Texas Education Agency officials said the curriculum is optional, not mandatory, for the state’s more than 1,200 school districts. Even so, the Nov. 22 vote made Texas the clearest example yet of a state formally backing Bible-linked content in classroom lessons while describing it as part of literature and history instruction.

That vote also put attention on other Republican-led states where similar ideas are no longer theoretical. In Oklahoma, Louisiana, Arkansas, and South Carolina, state officials or lawmakers have taken documented steps in 2024 to expand or encourage Bible-related instruction, while Idaho has also seen public discussion at the state level over religion-infused curriculum standards.

Where other states stand right now

Olga_Fil/Pixabay
Olga_Fil/Pixabay

Oklahoma State Superintendent Ryan Walters said in June 2024 that public schools must teach the Bible as an instructional support for history and literature in grades 5 through 12, according to guidance issued by the Oklahoma State Department of Education. Court challenges followed, and as of late 2024, statewide implementation remained contested rather than settled.

Louisiana took a different route. In June 2024, Gov. Jeff Landry signed a law requiring the Ten Commandments to be displayed in every public school classroom, from kindergarten through state-funded universities. That law is about classroom displays, not a full Bible-story curriculum, but it is part of the same broader push to bring more explicitly religious material into public education.

Arkansas and South Carolina are earlier in the process. In Arkansas, Education Secretary Jacob Oliva said in 2024 that the state was reviewing academic standards and classroom materials, though the state has not announced a Texas-style curriculum adoption. In South Carolina, lawmakers considered Bible-literacy related proposals in recent sessions, but the state has not released a comprehensive plan for statewide classroom use.

Why this is happening and what families should expect

stux/Pixabay
stux/Pixabay

The push is being driven partly by conservative education politics and partly by legal strategy. Supporters in Texas and Oklahoma have said Bible references belong in lessons because they shaped American history, literature, and Western art, while groups including the ACLU and Americans United for Separation of Church and State have said the policies cross constitutional lines.
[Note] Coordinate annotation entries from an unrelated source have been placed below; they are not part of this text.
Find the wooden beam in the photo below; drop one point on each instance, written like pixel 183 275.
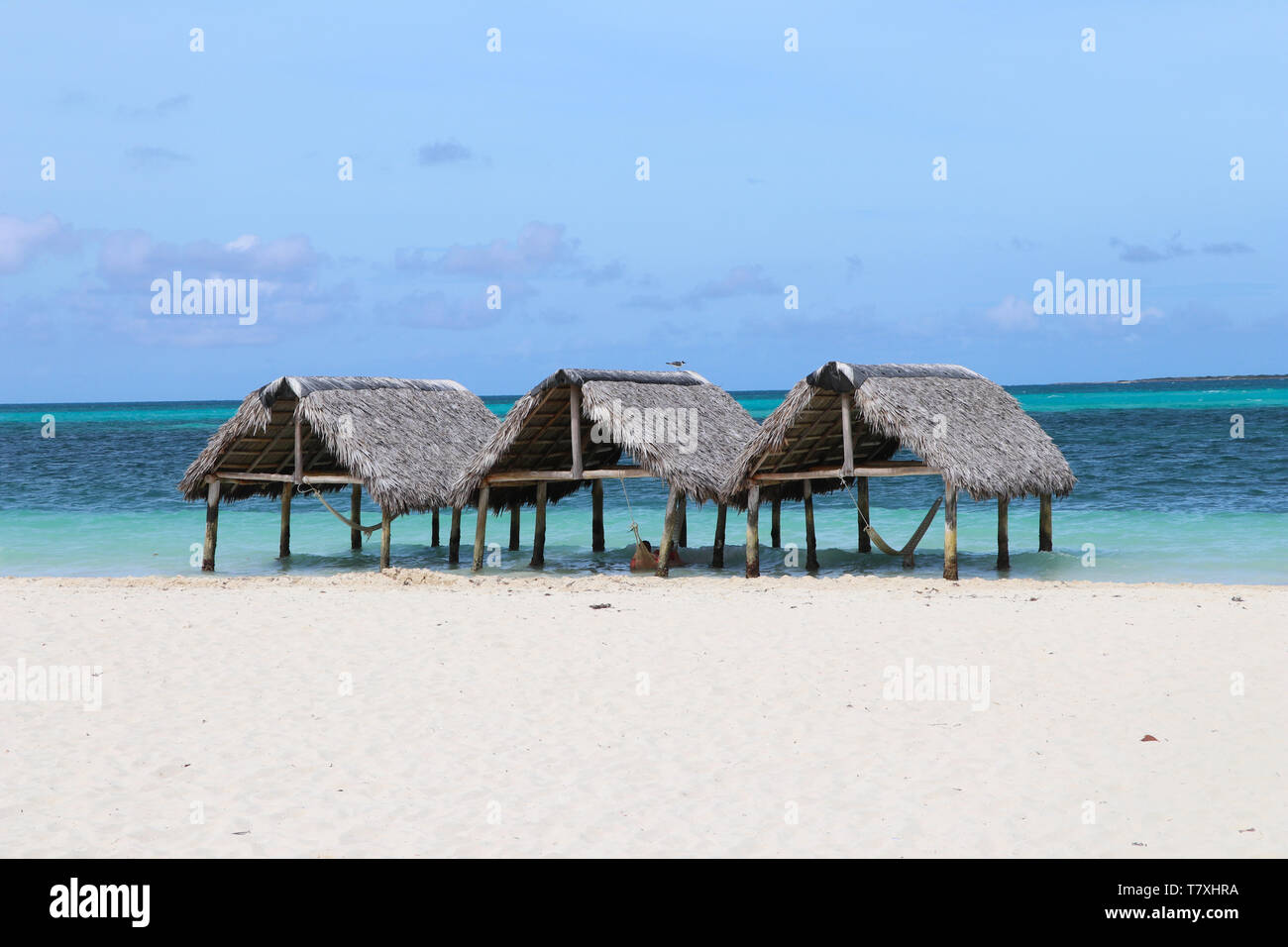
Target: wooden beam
pixel 575 425
pixel 861 497
pixel 1004 547
pixel 356 515
pixel 283 538
pixel 385 521
pixel 207 551
pixel 539 534
pixel 949 531
pixel 846 434
pixel 664 554
pixel 454 543
pixel 717 544
pixel 481 530
pixel 810 543
pixel 1044 525
pixel 596 514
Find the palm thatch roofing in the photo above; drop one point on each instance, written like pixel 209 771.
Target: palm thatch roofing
pixel 407 440
pixel 952 418
pixel 675 424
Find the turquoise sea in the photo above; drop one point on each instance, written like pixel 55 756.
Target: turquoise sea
pixel 1164 493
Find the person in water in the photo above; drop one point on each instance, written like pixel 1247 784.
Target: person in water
pixel 645 558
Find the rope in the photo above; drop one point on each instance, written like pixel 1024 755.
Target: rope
pixel 366 530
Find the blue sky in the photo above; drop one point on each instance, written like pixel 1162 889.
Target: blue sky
pixel 518 169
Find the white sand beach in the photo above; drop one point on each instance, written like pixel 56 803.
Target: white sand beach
pixel 690 716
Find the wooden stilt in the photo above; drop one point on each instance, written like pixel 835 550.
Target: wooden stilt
pixel 861 495
pixel 1044 525
pixel 207 551
pixel 481 530
pixel 1004 548
pixel 356 515
pixel 514 527
pixel 539 532
pixel 664 554
pixel 717 544
pixel 810 543
pixel 454 538
pixel 385 521
pixel 283 536
pixel 596 517
pixel 949 532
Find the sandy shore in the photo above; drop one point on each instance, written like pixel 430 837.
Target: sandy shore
pixel 691 716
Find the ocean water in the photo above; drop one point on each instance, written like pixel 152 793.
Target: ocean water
pixel 1164 493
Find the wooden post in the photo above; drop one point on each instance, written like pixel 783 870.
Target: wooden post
pixel 810 543
pixel 514 526
pixel 481 530
pixel 1044 525
pixel 664 554
pixel 861 495
pixel 283 536
pixel 1004 549
pixel 539 532
pixel 717 544
pixel 207 551
pixel 846 436
pixel 356 515
pixel 949 532
pixel 385 519
pixel 596 517
pixel 575 424
pixel 454 541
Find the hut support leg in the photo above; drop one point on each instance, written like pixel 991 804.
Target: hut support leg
pixel 861 495
pixel 810 541
pixel 356 515
pixel 283 536
pixel 949 532
pixel 664 556
pixel 754 532
pixel 596 515
pixel 539 532
pixel 1004 548
pixel 207 551
pixel 454 541
pixel 1044 525
pixel 385 519
pixel 481 530
pixel 717 544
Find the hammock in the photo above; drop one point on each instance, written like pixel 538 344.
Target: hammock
pixel 366 530
pixel 911 545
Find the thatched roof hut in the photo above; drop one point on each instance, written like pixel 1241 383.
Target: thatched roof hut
pixel 952 418
pixel 406 441
pixel 844 423
pixel 675 424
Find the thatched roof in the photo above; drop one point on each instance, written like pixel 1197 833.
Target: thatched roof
pixel 987 445
pixel 407 440
pixel 675 424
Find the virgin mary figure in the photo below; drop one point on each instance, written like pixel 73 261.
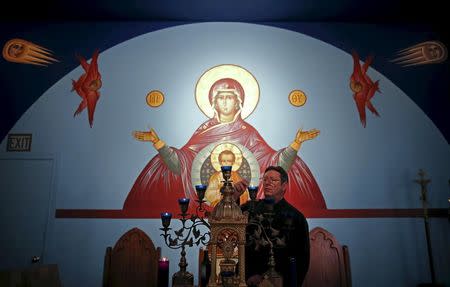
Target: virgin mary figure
pixel 227 102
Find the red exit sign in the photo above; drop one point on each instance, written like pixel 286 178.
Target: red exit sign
pixel 19 142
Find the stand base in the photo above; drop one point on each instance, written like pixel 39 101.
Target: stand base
pixel 182 279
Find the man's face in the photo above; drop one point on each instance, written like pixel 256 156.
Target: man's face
pixel 272 185
pixel 226 103
pixel 226 159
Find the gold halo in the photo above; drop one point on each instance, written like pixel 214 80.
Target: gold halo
pixel 155 98
pixel 244 77
pixel 226 146
pixel 297 98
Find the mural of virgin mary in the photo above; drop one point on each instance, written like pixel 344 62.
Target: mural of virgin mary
pixel 227 102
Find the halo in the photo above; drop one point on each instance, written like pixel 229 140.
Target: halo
pixel 226 146
pixel 244 77
pixel 205 153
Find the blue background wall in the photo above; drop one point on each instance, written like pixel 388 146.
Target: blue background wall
pixel 355 167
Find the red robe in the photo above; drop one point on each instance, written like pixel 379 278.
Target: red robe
pixel 157 188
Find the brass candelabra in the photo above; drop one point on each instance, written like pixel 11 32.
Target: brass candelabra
pixel 189 234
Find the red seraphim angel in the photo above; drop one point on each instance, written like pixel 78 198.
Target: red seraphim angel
pixel 88 86
pixel 363 87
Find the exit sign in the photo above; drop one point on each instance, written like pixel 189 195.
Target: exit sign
pixel 19 142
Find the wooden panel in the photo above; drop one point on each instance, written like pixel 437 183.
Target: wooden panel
pixel 132 262
pixel 327 261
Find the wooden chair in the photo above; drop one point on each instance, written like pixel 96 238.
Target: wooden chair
pixel 329 261
pixel 132 262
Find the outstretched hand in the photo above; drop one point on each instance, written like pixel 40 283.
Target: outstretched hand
pixel 303 136
pixel 145 136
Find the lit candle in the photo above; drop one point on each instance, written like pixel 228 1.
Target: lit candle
pixel 163 272
pixel 252 190
pixel 165 219
pixel 184 204
pixel 201 189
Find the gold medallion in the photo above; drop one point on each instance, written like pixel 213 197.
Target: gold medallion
pixel 155 99
pixel 297 98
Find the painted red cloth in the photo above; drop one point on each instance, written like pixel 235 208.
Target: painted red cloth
pixel 157 188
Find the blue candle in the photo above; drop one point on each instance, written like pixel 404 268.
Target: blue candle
pixel 165 218
pixel 201 189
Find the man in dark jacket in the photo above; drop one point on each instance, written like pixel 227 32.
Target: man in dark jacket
pixel 285 227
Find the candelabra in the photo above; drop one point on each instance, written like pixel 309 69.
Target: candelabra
pixel 189 234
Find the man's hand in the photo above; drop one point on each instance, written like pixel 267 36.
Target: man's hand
pixel 240 187
pixel 149 136
pixel 303 136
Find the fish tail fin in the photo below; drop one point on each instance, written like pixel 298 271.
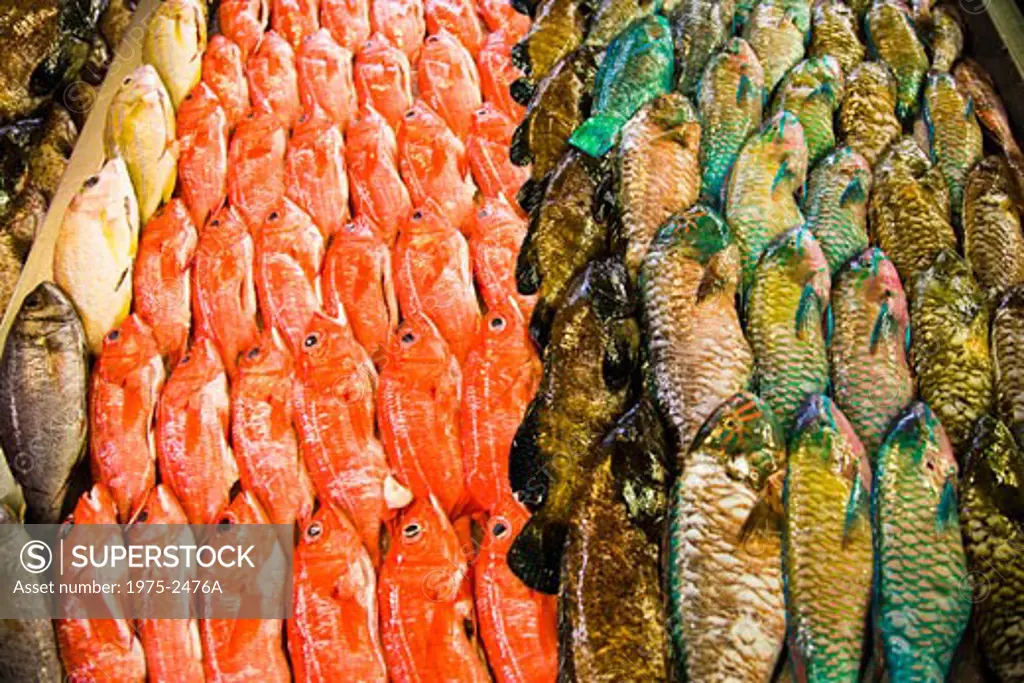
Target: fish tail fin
pixel 536 556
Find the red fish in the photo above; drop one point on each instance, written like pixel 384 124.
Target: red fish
pixel 487 151
pixel 256 167
pixel 162 279
pixel 273 84
pixel 498 73
pixel 357 285
pixel 192 434
pixel 289 254
pixel 334 404
pixel 348 22
pixel 294 19
pixel 432 162
pixel 499 379
pixel 223 71
pixel 97 649
pixel 244 649
pixel 265 443
pixel 203 131
pixel 173 650
pixel 377 189
pixel 495 238
pixel 517 625
pixel 126 383
pixel 432 275
pixel 243 22
pixel 449 81
pixel 224 296
pixel 334 633
pixel 401 23
pixel 459 18
pixel 424 610
pixel 314 174
pixel 383 79
pixel 418 413
pixel 326 86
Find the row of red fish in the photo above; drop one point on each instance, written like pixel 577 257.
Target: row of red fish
pixel 317 198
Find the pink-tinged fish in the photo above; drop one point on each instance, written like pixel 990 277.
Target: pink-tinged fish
pixel 223 71
pixel 192 434
pixel 496 236
pixel 334 407
pixel 326 86
pixel 203 132
pixel 432 276
pixel 224 292
pixel 245 649
pixel 126 383
pixel 432 162
pixel 243 22
pixel 348 22
pixel 375 184
pixel 518 625
pixel 401 23
pixel 357 285
pixel 499 379
pixel 457 17
pixel 449 81
pixel 334 634
pixel 97 649
pixel 427 617
pixel 314 173
pixel 273 83
pixel 162 278
pixel 265 443
pixel 418 413
pixel 294 19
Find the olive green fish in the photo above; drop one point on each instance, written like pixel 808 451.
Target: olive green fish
pixel 726 605
pixel 785 313
pixel 834 31
pixel 993 244
pixel 656 169
pixel 991 511
pixel 611 622
pixel 920 605
pixel 761 198
pixel 697 352
pixel 870 372
pixel 892 39
pixel 950 346
pixel 637 67
pixel 836 205
pixel 729 103
pixel 908 211
pixel 812 91
pixel 588 365
pixel 826 544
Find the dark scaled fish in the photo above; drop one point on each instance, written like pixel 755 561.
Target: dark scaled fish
pixel 785 323
pixel 826 544
pixel 991 512
pixel 43 409
pixel 726 605
pixel 697 352
pixel 949 346
pixel 870 372
pixel 836 205
pixel 920 606
pixel 588 365
pixel 637 67
pixel 611 621
pixel 729 104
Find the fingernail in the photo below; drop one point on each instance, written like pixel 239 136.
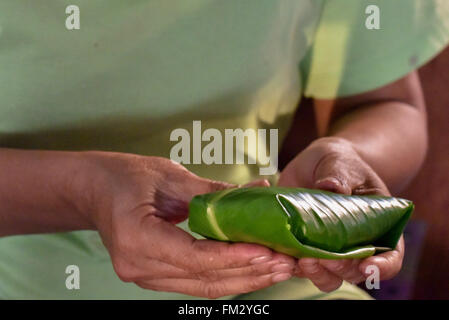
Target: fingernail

Another reason states are moving now is the current Supreme Court climate. Since the court’s 2022 Kennedy v. Bremerton School District decision, conservative officials in several states have argued that public expressions of religion have stronger constitutional protection than in earlier years, according to public statements and court filings tied to school religion cases.

For families, the practical reality is uneven from state to state. Texas districts can choose whether to use Bluebonnet Learning, Oklahoma’s guidance is still being fought over, and Louisiana’s Ten Commandments law is tied up in litigation. What residents should expect next are more school board votes, more state-level guidance, and likely more court rulings in 2025 as these policies are tested.